2009.09.24 : VOL76 UPDATED

編集後記

  • 繁盛の秘訣


    先日、ある人気ラーメン店の店主に話を伺う機会があった。
    オープンから今年で10年。多い時には一度に100人もの行列ができるそうだ。
    現在も客足は右肩上がりで伸び続けていると聞き、驚いた。


    「流行には終わりがある。人真似をしていたのではいつか飽きられてしまう」。
    どこかで食べたような味が氾濫するなか、"自分だけのラーメン"を提供したい
    と開店当初から独自の味を貫いている。


    味だけでなく、サービスの良さにも定評がある同店。
    行列の中にベビーカーを引く人がいれば、スペースのある席へさりげなく誘導する。
    荷物の置き場所に困っている人がいれば、空いている椅子を持ち、声をかける。 
    子連れ客には、小さな器がいくつ必要かを確認する。
    相手に合わせたサービスを、どの店員も実にスマートにやってのける。
    マニュアルは、ない。
    スタッフには「何をしたら喜んでくれるか、相手の顔を見て考えなさい」と教育している。


    誰にも真似できない自分だけの味、誰の真似でもない心からのサービス。
    一見当たり前とも思える2つのこだわりが、オープンから10年経ったいまも、店の人気を支え続けている。
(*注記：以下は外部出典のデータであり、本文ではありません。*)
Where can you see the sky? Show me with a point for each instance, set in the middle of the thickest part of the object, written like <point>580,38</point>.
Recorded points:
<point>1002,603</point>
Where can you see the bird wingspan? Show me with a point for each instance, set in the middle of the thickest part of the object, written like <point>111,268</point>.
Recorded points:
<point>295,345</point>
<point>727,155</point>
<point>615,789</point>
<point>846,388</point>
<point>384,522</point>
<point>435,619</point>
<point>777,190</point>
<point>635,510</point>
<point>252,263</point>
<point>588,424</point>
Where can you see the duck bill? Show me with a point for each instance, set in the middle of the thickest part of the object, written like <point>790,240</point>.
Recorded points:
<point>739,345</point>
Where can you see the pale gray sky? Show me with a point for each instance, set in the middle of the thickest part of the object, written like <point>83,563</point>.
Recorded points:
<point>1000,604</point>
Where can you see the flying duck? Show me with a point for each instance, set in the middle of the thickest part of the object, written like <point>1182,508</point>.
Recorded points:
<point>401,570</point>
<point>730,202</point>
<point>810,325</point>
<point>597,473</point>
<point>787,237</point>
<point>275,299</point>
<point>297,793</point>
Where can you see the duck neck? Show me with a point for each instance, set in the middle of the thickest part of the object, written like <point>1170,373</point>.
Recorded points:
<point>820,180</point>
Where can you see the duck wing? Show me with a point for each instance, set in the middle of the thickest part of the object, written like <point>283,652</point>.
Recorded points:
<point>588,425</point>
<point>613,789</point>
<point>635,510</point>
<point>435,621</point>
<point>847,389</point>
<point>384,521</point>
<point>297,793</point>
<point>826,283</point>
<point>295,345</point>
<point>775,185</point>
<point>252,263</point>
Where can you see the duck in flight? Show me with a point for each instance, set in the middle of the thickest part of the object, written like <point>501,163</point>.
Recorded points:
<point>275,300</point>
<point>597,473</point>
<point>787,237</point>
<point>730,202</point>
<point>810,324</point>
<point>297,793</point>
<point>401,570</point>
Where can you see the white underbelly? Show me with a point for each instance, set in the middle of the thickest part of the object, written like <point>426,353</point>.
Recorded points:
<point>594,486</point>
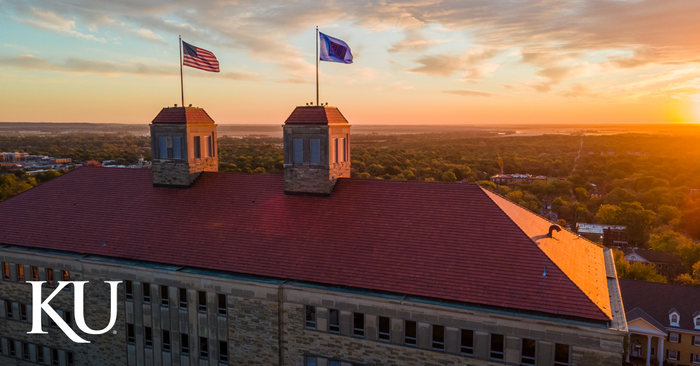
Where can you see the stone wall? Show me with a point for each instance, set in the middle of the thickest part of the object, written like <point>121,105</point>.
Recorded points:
<point>252,329</point>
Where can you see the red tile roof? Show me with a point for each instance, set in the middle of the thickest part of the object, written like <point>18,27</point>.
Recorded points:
<point>581,260</point>
<point>664,297</point>
<point>182,115</point>
<point>442,241</point>
<point>316,115</point>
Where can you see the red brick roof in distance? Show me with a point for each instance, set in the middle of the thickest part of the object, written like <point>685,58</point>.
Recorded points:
<point>442,241</point>
<point>182,115</point>
<point>317,115</point>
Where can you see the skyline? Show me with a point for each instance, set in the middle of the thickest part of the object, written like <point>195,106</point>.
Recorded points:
<point>427,62</point>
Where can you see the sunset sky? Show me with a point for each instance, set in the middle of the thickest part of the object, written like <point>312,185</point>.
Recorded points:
<point>416,62</point>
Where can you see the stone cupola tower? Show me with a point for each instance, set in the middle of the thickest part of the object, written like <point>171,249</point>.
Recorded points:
<point>183,145</point>
<point>316,150</point>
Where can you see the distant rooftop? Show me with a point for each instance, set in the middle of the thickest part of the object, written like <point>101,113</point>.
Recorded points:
<point>182,115</point>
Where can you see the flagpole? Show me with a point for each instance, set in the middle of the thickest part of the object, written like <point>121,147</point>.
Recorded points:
<point>182,82</point>
<point>317,65</point>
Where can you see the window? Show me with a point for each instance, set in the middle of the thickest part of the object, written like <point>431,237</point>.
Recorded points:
<point>334,321</point>
<point>466,346</point>
<point>146,289</point>
<point>68,317</point>
<point>561,354</point>
<point>49,277</point>
<point>345,154</point>
<point>438,338</point>
<point>163,147</point>
<point>310,322</point>
<point>674,318</point>
<point>128,290</point>
<point>672,355</point>
<point>223,351</point>
<point>164,296</point>
<point>183,298</point>
<point>203,348</point>
<point>529,350</point>
<point>358,321</point>
<point>315,151</point>
<point>130,337</point>
<point>197,147</point>
<point>202,301</point>
<point>298,153</point>
<point>208,146</point>
<point>20,273</point>
<point>148,336</point>
<point>410,333</point>
<point>384,329</point>
<point>335,150</point>
<point>166,341</point>
<point>222,304</point>
<point>39,354</point>
<point>177,148</point>
<point>674,337</point>
<point>497,347</point>
<point>184,344</point>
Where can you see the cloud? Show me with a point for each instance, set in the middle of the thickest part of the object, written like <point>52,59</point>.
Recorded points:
<point>445,65</point>
<point>108,68</point>
<point>414,41</point>
<point>472,93</point>
<point>48,20</point>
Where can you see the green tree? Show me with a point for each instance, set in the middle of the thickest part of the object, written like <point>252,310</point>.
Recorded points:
<point>449,177</point>
<point>607,214</point>
<point>636,271</point>
<point>667,241</point>
<point>668,215</point>
<point>689,254</point>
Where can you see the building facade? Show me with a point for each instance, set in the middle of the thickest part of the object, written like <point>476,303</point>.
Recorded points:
<point>664,323</point>
<point>232,271</point>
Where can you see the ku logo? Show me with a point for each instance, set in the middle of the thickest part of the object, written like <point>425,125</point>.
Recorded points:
<point>38,306</point>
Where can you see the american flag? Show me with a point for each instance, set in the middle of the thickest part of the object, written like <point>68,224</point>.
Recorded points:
<point>199,58</point>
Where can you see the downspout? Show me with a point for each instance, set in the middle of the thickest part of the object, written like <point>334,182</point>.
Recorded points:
<point>280,326</point>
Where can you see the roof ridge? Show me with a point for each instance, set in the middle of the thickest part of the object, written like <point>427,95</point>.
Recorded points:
<point>42,183</point>
<point>485,192</point>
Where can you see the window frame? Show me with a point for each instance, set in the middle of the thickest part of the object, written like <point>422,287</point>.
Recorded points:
<point>20,273</point>
<point>462,346</point>
<point>440,345</point>
<point>380,334</point>
<point>358,332</point>
<point>523,357</point>
<point>334,327</point>
<point>497,353</point>
<point>406,337</point>
<point>568,356</point>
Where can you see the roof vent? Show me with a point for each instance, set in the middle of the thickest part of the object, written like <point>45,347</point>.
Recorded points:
<point>552,229</point>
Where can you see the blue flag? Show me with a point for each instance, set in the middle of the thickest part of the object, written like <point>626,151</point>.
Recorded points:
<point>334,50</point>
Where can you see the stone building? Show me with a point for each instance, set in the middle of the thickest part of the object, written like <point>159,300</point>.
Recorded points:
<point>225,268</point>
<point>664,323</point>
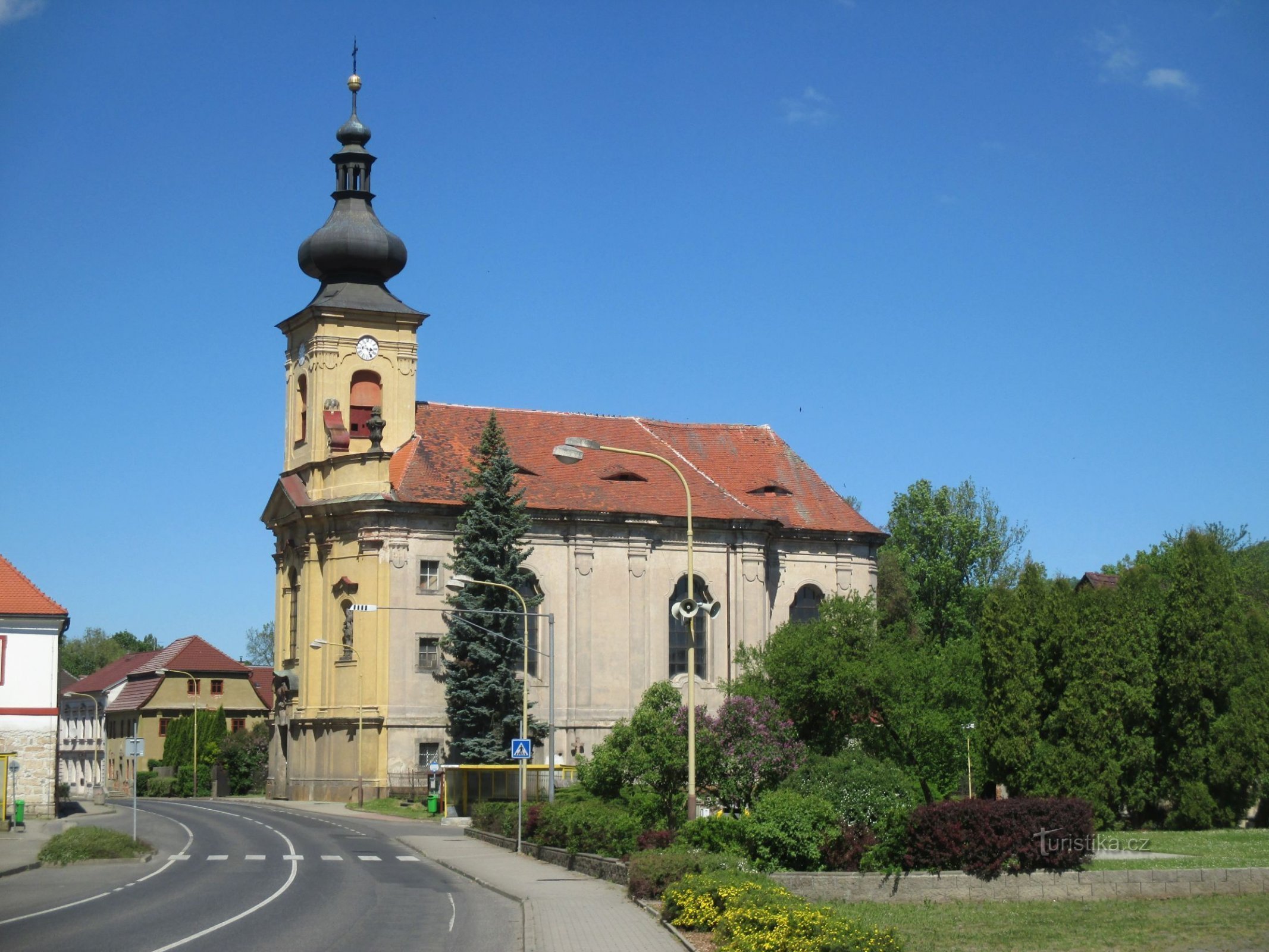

    ユニ・チャーム株式会社の秋田氏はこのような言葉で話を括っていた。

    ――他社との差別化は、自社の強みになる、と。


    競合があふれる時代。
    消費者に自社の製品・自社のサービスを選んでもらうには"そこでしか手に入らない"、"良質な"製品やサービスを提供すること。
    これに尽きるのではないだろうか。
    他社との差別化ができれば、ブランドとしての価値は一層上がるというものだ。


    繁盛のからくりは意外と単純なものなのかもしれない。


    ただ、この「単純」を繰り返し、継続できるかどうか。
    この蓄積の結果が差別化となり、強さを生み出していくのだろう。